CA2675226A1 - Access floor support structure - Google Patents
Access floor support structure Download PDFInfo
- Publication number
- CA2675226A1 CA2675226A1 CA002675226A CA2675226A CA2675226A1 CA 2675226 A1 CA2675226 A1 CA 2675226A1 CA 002675226 A CA002675226 A CA 002675226A CA 2675226 A CA2675226 A CA 2675226A CA 2675226 A1 CA2675226 A1 CA 2675226A1
- Authority
- CA
- Canada
- Prior art keywords
- access floor
- support structure
- mineral filler
- polypropylene
- recyclable
- Prior art date
- Legal status (The legal status is an assumption and is not a legal conclusion. Google has not performed a legal analysis and makes no representation as to the accuracy of the status listed.)
- Abandoned
Links
Classifications
-
- E—FIXED CONSTRUCTIONS
- E04—BUILDING
- E04F—FINISHING WORK ON BUILDINGS, e.g. STAIRS, FLOORS
- E04F15/00—Flooring
- E04F15/02—Flooring or floor layers composed of a number of similar elements
- E04F15/024—Sectional false floors, e.g. computer floors
- E04F15/02447—Supporting structures
-
- E—FIXED CONSTRUCTIONS
- E04—BUILDING
- E04F—FINISHING WORK ON BUILDINGS, e.g. STAIRS, FLOORS
- E04F15/00—Flooring
- E04F15/02—Flooring or floor layers composed of a number of similar elements
- E04F15/024—Sectional false floors, e.g. computer floors
- E04F15/02405—Floor panels
Abstract
An improved access floor support structure for an access floor system made of recyclable polypropylene with a mineral filler added thereto which increases the structure's mechanical properties. In one embodiment, the mineral filler is talc. In another embodiment, the mineral filler is montmorillonite clay. The montmorillonite clay is especially useful due to its additional fire retardant properties. Optional polypropylene additives may also be used to enhance the mechanical properties of the support structure.
Description
ACCESS FLOOR SUPPORT STRUCTURE
CROSS-REFERENCE TO RELATED APPLICATIONS
This application claims priority of United States Provisional Patent Application Serial No. 60/880,096 filed January 12, 2007.
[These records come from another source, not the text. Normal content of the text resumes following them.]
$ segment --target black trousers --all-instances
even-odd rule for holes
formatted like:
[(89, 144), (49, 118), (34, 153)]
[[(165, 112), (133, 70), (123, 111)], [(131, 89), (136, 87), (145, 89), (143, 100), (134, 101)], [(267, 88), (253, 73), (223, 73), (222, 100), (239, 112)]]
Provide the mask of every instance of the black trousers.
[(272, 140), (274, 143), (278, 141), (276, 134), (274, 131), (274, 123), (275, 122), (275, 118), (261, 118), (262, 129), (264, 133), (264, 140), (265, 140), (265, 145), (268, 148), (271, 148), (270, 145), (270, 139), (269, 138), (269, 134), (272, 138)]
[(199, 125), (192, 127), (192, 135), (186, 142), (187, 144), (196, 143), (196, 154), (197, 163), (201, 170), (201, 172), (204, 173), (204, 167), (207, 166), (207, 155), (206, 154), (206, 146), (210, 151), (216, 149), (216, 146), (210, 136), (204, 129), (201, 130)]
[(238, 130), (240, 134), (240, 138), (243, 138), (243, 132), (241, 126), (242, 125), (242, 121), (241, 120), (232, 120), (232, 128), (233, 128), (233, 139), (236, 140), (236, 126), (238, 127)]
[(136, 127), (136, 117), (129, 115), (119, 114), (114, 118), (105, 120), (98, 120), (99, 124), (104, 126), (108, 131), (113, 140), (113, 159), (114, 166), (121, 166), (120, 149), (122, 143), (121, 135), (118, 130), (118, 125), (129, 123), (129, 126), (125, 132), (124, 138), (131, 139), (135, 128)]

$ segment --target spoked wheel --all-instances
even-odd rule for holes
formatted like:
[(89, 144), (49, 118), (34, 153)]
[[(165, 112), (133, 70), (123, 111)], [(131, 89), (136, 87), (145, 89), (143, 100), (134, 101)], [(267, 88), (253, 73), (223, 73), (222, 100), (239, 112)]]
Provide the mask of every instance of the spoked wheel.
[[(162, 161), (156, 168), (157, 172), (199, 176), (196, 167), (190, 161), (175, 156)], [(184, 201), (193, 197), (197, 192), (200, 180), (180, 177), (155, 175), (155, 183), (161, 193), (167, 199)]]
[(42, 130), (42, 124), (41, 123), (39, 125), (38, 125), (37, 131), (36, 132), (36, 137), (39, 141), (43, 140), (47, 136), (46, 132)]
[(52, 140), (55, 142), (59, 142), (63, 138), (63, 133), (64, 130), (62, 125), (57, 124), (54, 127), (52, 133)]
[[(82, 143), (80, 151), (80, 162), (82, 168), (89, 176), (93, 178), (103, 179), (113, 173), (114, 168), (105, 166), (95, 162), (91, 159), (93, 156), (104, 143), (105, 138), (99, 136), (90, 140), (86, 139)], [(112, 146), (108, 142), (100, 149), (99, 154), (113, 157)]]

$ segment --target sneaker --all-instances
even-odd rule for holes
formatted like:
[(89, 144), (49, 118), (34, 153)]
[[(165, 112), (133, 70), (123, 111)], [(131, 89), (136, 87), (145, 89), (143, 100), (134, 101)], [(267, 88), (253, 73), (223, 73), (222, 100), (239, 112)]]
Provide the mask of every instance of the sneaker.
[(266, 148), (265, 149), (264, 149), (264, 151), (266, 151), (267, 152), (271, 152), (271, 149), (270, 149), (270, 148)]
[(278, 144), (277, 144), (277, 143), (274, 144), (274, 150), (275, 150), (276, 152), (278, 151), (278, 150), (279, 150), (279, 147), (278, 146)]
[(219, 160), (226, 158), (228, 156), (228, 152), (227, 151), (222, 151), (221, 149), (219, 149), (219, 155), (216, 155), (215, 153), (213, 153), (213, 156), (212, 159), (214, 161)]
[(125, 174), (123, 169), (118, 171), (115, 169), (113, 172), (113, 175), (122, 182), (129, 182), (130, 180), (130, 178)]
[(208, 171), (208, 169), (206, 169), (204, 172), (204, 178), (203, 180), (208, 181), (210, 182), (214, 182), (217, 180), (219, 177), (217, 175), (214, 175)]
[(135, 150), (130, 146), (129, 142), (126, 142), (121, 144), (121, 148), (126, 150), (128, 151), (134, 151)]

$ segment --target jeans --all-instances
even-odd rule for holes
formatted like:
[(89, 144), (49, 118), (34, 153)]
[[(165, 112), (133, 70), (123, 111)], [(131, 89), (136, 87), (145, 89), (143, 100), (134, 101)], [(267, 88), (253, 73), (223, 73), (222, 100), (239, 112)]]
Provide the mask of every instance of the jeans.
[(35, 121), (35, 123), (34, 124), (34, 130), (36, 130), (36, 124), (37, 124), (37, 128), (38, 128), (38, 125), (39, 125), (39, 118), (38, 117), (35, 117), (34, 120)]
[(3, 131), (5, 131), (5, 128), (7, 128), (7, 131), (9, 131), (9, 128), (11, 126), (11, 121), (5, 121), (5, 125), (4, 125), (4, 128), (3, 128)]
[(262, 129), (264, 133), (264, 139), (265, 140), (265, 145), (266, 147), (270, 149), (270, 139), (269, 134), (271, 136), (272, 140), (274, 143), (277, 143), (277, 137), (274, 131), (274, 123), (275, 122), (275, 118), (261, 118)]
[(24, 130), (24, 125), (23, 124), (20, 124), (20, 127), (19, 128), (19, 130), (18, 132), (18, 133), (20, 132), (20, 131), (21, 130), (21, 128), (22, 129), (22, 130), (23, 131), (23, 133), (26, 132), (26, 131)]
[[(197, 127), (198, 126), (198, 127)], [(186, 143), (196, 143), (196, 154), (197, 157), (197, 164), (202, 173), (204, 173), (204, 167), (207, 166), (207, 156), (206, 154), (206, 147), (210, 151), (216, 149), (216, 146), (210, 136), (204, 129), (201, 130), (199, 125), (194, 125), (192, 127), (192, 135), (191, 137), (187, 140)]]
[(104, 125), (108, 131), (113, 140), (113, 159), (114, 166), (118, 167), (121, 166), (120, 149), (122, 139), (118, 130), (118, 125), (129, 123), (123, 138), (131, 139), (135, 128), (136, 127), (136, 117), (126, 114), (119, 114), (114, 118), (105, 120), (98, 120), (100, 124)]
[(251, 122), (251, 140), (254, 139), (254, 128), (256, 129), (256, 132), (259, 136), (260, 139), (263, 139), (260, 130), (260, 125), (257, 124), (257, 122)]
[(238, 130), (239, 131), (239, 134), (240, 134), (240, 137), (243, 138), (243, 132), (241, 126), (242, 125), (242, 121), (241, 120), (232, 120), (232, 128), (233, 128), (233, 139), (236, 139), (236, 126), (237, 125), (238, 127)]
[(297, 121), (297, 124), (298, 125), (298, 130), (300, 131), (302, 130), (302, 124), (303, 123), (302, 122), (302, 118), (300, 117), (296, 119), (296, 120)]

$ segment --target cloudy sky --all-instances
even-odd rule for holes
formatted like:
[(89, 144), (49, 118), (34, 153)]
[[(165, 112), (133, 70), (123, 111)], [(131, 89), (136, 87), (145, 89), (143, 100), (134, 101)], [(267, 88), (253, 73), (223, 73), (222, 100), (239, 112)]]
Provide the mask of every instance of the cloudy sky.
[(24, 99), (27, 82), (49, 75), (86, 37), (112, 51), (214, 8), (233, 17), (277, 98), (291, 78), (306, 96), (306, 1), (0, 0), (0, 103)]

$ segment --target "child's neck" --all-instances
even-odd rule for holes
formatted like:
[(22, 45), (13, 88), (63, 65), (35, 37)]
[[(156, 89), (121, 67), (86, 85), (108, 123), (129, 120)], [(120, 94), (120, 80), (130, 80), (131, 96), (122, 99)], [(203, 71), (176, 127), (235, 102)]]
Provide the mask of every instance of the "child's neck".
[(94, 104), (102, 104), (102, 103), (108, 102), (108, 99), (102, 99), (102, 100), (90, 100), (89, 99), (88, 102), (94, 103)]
STATEMENT REGARDING FEDERALLY SPONSORED RESEARCH OR DEVELOPMENT
Not applicable.
REFERENCE TO MICROFISHE APPENDIX
Not applicable.
BACKGROUND OF THE INVENTION
Field of the Invention This invention relates to access floor systems, and more particularly to access floor systems that use inexpensive, sub-floor support structures made of recycled plastics that are flame retardant and have a desired amount of elasticity and impact strength.
Description of the Related Art Office buildings with access floor systems, such as the access floor system disclosed in U.S. Patent No. 4,905,437, are very popular. Some important reasons for their popularity is that they can be easy to install, easily adaptable for different power and communication network configurations, and can be easily modified after installation if the tenant's needs change.
Access floor systems, such as the one disclosed in the '437 patent, include a plurality of interconnected support structures, called support modules that are laid out in a side-by-side manner to form a grid matrix over the floor's concrete slab as shown in FIG. 1. Each support module is of unitary construction and includes a central prop and three triangularly aligned side props. The central prop and side props are arranged in a square grid arrangement.
Each side prop includes a hollow cylindrical body portion with a center boss.
Located laterally from the central prop on the side opposite the side props are three triangularly aligned prop pads. The prop pads are arranged in a square grid arrangement with the central prop and identical to the square grid arrangement made by the side props and the central prop. Each pad includes four upward extending clips designed to engage the center boss located on the side props on an adjacent support module. Each pad and the central prop includes holes that enable them to be securely attached to a concrete slab using suitable connectors.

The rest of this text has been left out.